From a buyer's standpoint, this is not inconsistent with the default rule when goods are to be shipped and the contract is silent on who owns the goods in transit. If A manufacturer sells goods to B buyer, and B buyer takes ownership of the goods after tender of delivery, and the goods are damaged in transit, then B buyer is responsible for replacing the goods. The result is the same when the situation is examined through the F.O.B. concept.
Tender is such performance by the tendering party to render the other party in breach or default if they do not perform. Tender of delivery requires the seller to place and hold conforming goods at the buyer's disposition, as well as give the buyer notification reasonably necessary to enable the buyer to take delivery. Note that it says conforming goods, which are those meeting the obligations of the contract. In other words, the goods are in such condition that the seller has met its legal obligation.

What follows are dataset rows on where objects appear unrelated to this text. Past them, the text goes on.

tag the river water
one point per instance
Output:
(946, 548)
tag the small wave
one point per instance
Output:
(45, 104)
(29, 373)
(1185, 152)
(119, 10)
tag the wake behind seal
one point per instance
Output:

Tender does not require the seller to give physical possession of the goods to the buyer. Delivery requires voluntary transfer of possession. Tender of delivery can mean transfer of physical possession if the parties so contract, but the default rule when a contract is silent demarcates physical possession and delivery.
So, tender of delivery essentially means that the seller must place goods at the buyer's disposition, and a voluntary transfer of possession occurs, but not necessarily physical possession. If contracted-for goods are shipped F.O.B. Origin, then tender of delivery does not mean the same thing as receipt. If the goods are shipped F.O.B. Destination, then tender of delivery does mean the same thing as receipt.